Barring such an outcome, local activists are asking neighborhood residents to pledge not to shop at the Real Food outlet on 24th Street unless the company agrees to adopt a union-neutral stance and rehire the terminated workers. So far, they have collected nearly 1,400 pledges. They are also continuing their call to boycott Nutraceutical's brands of vitamins.
On Dec. 18, members of the group staged a mock press conference by "Nutra-Scrooge" (played by San Francisco actor Drew Letchworth), at the Noe Valley Farmers' Market on 24th Street. The Saturday-morning market, which recently celebrated its one-year anniversary, was founded by many of the same people involved in the Real Food protests.
In addition, the activists have asked District 8 Supervisor Bevan Dufty--as well as Supervisors Jake McGoldrick and Ross Mirkarimi, who also have Nutraceutical-owned stores in their district--to sponsor a new resolution asserting continued support for the former Real Food workers. The Board of Supervisors first passed such a resolution in September 2003, soon after the store's closure.
Finally, the neighborhood activists hope to mobilize a large turnout for the March 21 NLRB hearing. Their next community meeting is scheduled for March 10 at the Noe Valley Ministry.
"We have to keep going," local resident Mary Scheib told the Voice at the Jan. 29 Farmers' Market. "Such a long campaign seems overwhelming sometimes, but it's really quite powerful that we've stuck together for more than a year and are continuing to take action against a company that treats the community poorly."
Store Could Reopen This Summer
Meanwhile, after more than a year of delays, construction work on the Real Food building at 3939 24th Street began in early January.
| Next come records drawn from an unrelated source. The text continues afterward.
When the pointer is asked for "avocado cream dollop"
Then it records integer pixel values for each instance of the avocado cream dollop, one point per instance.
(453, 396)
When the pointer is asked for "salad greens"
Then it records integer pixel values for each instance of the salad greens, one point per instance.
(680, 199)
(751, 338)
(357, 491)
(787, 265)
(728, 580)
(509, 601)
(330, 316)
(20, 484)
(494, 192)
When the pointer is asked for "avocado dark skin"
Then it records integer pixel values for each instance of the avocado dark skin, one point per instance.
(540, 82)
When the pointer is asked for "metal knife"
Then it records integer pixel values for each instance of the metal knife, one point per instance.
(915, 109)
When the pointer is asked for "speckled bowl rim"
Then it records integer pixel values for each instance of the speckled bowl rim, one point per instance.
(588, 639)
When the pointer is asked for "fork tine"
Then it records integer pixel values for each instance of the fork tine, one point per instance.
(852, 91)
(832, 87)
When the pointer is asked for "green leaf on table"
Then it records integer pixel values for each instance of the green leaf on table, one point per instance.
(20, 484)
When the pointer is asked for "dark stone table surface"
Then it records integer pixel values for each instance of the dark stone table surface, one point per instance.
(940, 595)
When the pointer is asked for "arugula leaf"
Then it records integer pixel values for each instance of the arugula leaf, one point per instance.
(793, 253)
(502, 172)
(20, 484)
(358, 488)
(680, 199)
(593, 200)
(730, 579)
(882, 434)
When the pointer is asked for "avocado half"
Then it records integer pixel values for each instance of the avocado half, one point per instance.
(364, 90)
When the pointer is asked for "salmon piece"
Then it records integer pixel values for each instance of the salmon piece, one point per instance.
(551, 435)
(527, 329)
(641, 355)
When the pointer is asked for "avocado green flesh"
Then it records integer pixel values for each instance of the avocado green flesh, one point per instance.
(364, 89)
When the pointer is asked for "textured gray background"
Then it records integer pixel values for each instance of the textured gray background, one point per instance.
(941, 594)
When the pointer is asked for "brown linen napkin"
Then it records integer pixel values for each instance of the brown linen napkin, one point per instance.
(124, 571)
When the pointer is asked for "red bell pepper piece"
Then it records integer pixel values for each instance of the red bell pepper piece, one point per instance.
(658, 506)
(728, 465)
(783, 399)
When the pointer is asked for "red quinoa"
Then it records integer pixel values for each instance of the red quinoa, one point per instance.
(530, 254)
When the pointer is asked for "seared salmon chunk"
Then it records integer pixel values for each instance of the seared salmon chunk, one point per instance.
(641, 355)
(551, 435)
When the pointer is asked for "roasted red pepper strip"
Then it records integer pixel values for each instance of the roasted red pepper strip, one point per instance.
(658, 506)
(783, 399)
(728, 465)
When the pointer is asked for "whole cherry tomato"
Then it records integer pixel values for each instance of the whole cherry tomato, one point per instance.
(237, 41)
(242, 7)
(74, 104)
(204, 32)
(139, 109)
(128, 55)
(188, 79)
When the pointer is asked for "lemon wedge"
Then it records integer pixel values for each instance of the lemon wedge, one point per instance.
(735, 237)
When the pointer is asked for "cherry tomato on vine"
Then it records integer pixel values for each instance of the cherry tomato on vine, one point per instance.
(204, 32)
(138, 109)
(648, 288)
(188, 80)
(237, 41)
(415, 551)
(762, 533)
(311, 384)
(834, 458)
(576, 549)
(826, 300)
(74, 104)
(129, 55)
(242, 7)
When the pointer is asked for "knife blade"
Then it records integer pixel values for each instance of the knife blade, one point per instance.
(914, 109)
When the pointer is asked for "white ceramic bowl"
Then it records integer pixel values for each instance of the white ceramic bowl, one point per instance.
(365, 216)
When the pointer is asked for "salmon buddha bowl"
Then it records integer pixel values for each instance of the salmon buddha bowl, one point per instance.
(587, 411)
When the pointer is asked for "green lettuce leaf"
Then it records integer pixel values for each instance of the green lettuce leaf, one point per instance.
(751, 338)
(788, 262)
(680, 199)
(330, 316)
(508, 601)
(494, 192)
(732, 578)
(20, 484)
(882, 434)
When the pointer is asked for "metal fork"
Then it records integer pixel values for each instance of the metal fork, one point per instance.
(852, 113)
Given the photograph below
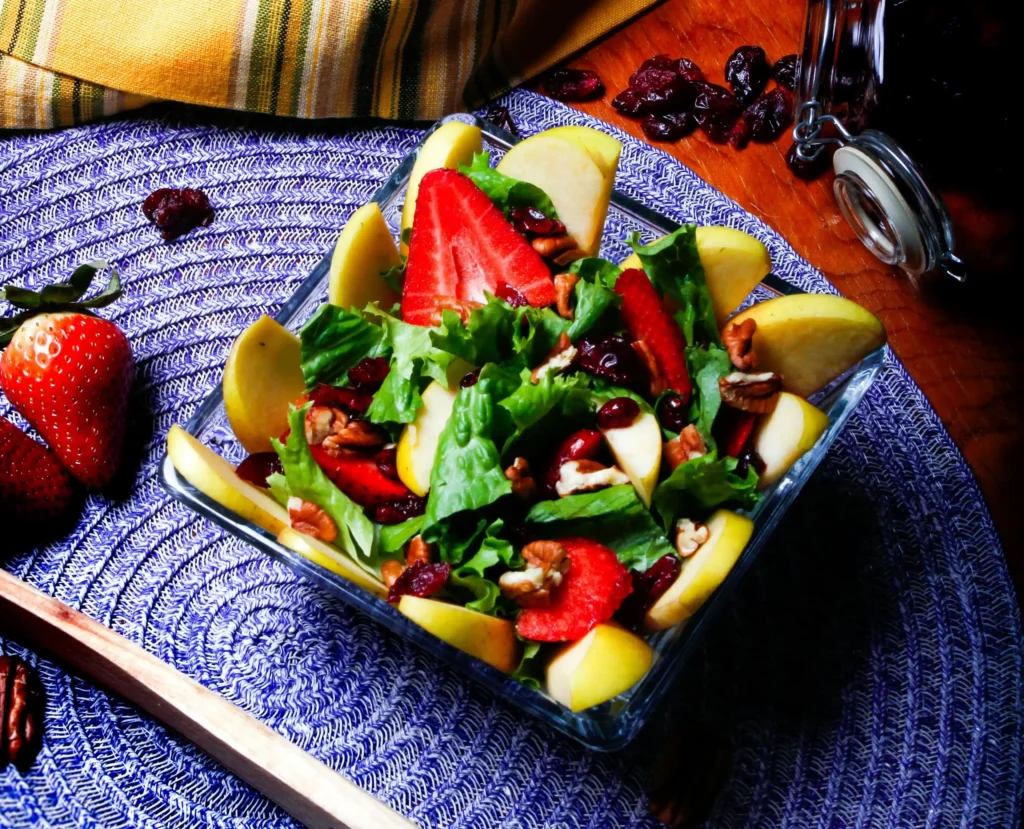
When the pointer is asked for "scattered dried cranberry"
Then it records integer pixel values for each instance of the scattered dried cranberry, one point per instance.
(257, 468)
(648, 586)
(784, 72)
(530, 220)
(673, 412)
(369, 374)
(617, 413)
(573, 85)
(808, 169)
(420, 579)
(614, 359)
(748, 72)
(716, 111)
(508, 294)
(176, 212)
(394, 512)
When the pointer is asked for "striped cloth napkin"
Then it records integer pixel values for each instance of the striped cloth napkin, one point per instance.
(66, 61)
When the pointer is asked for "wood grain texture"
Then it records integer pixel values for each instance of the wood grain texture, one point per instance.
(963, 345)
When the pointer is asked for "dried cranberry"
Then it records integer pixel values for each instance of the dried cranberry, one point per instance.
(176, 212)
(420, 579)
(648, 586)
(530, 220)
(808, 169)
(573, 85)
(668, 127)
(394, 512)
(508, 294)
(352, 401)
(257, 468)
(768, 117)
(784, 72)
(748, 72)
(628, 102)
(614, 359)
(369, 374)
(619, 412)
(674, 412)
(716, 111)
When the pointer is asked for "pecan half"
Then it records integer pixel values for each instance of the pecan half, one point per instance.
(523, 485)
(738, 341)
(22, 708)
(547, 563)
(564, 286)
(756, 393)
(685, 446)
(310, 519)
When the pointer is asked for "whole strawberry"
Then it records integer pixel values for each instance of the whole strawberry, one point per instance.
(35, 488)
(69, 372)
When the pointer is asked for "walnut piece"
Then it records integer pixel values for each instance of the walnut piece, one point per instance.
(756, 393)
(564, 286)
(738, 341)
(689, 536)
(523, 485)
(559, 359)
(547, 563)
(586, 476)
(685, 446)
(310, 519)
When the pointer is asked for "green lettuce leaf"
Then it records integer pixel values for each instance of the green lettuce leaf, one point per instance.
(506, 192)
(307, 481)
(697, 486)
(333, 341)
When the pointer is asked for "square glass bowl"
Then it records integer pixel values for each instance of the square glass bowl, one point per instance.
(613, 724)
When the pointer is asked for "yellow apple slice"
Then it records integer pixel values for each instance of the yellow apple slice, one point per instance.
(486, 638)
(811, 339)
(782, 437)
(601, 665)
(214, 477)
(450, 145)
(733, 261)
(702, 572)
(262, 376)
(330, 558)
(637, 448)
(571, 179)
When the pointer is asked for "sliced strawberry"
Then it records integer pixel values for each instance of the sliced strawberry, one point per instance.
(590, 594)
(359, 477)
(647, 319)
(462, 246)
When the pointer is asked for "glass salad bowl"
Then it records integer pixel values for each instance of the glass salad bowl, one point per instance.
(610, 725)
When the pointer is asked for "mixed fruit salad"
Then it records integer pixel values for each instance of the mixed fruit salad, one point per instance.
(540, 455)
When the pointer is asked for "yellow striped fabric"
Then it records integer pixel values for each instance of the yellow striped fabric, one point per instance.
(66, 61)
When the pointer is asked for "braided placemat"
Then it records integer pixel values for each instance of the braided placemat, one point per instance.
(868, 673)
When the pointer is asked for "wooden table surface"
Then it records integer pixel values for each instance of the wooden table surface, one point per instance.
(962, 344)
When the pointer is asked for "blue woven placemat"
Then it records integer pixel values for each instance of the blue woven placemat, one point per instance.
(868, 674)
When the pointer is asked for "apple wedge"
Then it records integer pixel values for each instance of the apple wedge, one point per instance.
(450, 145)
(214, 477)
(811, 339)
(262, 376)
(782, 437)
(601, 665)
(364, 251)
(637, 448)
(702, 572)
(733, 261)
(569, 176)
(330, 558)
(486, 638)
According to Hirschfeld, a basic agreement with the building's owners, Jane and Kimball Allen of Marin County, was finally struck in late December, although there are "still some ongoing disputes regarding details of what needs to be done and who's responsible for paying for it."
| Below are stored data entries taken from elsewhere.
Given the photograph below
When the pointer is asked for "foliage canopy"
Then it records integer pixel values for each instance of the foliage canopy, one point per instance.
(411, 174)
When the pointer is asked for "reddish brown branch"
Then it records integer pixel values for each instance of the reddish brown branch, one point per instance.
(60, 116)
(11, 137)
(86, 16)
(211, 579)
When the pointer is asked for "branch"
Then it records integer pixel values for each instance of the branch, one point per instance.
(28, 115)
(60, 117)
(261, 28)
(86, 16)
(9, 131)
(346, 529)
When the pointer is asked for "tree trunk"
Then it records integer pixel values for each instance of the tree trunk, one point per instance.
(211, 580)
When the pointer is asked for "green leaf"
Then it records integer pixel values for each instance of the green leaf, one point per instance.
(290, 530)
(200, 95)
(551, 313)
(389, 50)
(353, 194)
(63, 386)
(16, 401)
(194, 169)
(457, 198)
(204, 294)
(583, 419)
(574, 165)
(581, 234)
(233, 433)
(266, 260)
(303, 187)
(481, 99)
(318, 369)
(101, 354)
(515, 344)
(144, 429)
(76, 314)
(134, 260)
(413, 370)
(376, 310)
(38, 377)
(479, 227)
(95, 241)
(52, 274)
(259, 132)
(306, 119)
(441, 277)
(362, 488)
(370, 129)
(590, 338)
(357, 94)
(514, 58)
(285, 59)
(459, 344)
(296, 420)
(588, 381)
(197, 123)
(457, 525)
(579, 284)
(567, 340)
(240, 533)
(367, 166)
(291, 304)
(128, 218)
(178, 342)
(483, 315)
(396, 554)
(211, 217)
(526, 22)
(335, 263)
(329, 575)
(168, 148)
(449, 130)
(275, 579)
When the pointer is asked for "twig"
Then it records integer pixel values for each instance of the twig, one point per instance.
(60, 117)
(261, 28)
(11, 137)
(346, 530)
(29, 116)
Jane Allen told the Voice that she will finance repairs and strengthening of the building, but not a full retrofit. The San Francisco Department of Building Inspection issued a permit on Dec. 20, covering repair of water damage, structural improvements, and accessibility upgrades; the current permit covers some $90,000 worth of work and extends until June 27. Allen expects her part of the work to be completed by the end of February, but when it comes to construction, she said, "I've learned the hard way that estimates are always very rough."
Nutraceutical holds an option to lease the property for 12 years, renewable in three-year increments. Although the lease was scheduled to be up for renewal in March, Hirschfeld said it had been modified to give the corporation the option to renew once the structural work is completed. "The company's current intent is to renew," he told the Voice.
Hirschfeld added that Nutraceutical expects to complete "cosmetic alterations" within about 90 days after the structural repairs are done. "We're probably realistically looking at late spring or early summer," he said.
Will the reopening of the store finally bring peace to the neighborhood?
Bevan Dufty remains skeptical. "If anything can make matters worse, going through the NLRB trial process will do so," said the supervisor, who told the Voice he has made some 30 unreturned phone calls to Nutraceutical over the past few months. "I just wish they'd come to the table and try to work things out with the neighborhood."